TURKMENISTAN: Pentecostal Paster Loses Appeal against Church Confiscation.

by Lorna Howard, Keston News Service, 12 April 2001

The city court in the Turkmen capital Ashgabad ruled on 4 April that the house used as the city’s Pentecostal church should be confiscated without compensation, upholding the 14 March decision of the Kopetdag district court (see KNS 14 March 2001). Pastor Viktor Makrousov, who owns the house, told Keston News Service from Ashgabat on 12 April that he is preparing an appeal to the Supreme Court of Turkmenistan, but that the church could be confiscated at any time.

Another source in Ashgabad told Keston on 11 April that the court did not take into account the defendant’s claim that the previous court hearing had been conducted with serious violations of proper court procedure.

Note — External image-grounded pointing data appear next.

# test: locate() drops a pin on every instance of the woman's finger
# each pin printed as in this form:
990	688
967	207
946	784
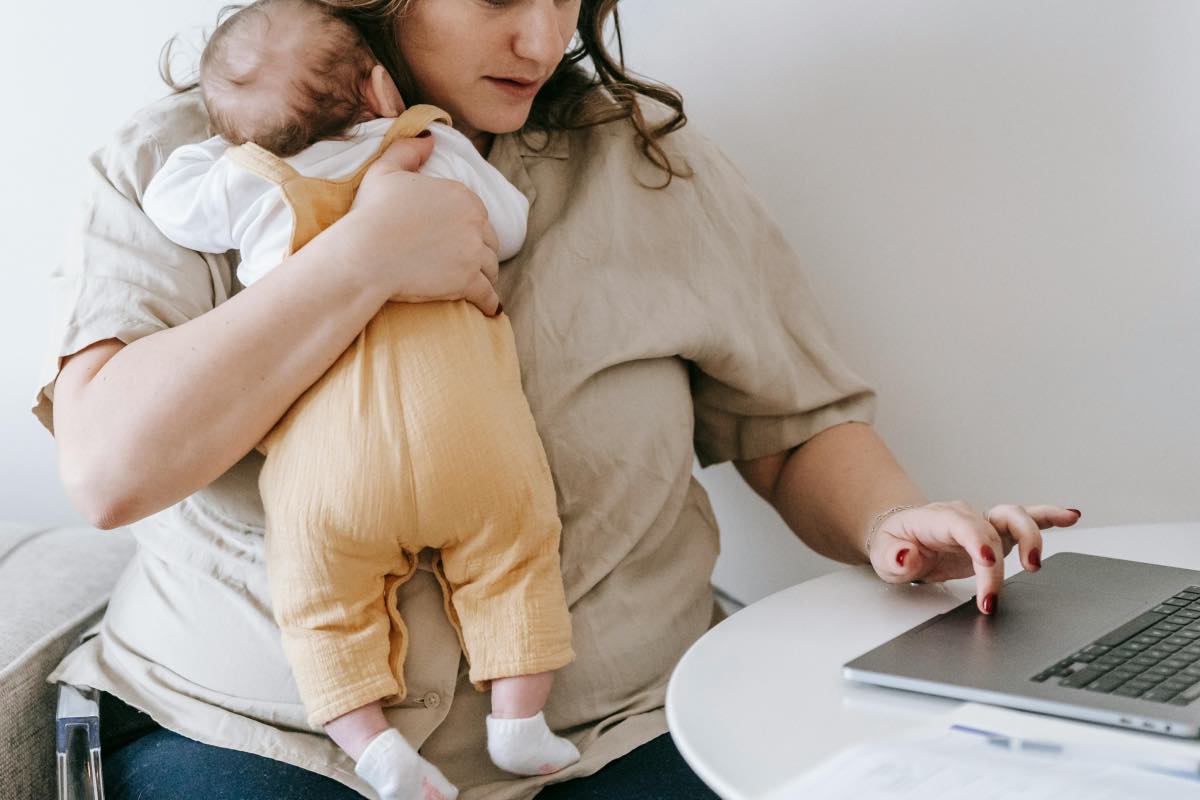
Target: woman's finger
921	542
1015	522
1054	516
483	294
492	268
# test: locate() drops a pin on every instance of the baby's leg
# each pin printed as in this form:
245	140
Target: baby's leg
519	740
384	759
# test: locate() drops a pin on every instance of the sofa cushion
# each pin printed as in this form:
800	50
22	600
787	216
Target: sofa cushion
54	582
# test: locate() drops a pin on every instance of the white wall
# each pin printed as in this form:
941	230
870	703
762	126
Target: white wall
997	203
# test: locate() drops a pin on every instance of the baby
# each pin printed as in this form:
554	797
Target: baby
395	449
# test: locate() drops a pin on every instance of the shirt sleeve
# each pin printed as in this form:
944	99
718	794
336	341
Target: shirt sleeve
766	376
120	277
455	157
189	198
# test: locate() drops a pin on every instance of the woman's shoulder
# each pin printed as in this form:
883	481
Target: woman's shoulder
691	154
139	146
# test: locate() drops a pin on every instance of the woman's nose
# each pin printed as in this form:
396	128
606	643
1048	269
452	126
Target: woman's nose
539	37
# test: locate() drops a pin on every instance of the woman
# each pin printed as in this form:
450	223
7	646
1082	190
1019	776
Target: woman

The prosecutor maintained the previous position – that Makrousov purchased the house for illegal religious purposes and never intended to live there.

Asked about the legality of religious meetings in private houses, a further source told Keston by telephone from Ashgabad on 12 April that such gatherings were not against the law. Yet in court it was claimed that Pastor Makrousov had repeatedly been warned not to hold ‘illegal’ religious meetings. Makrousov said that he felt his character as a law-abiding citizen was being called into question.

The congregation has not been meeting in the church since November, Pastor Makrousov said, and they would have to celebrate Easter elsewhere (END).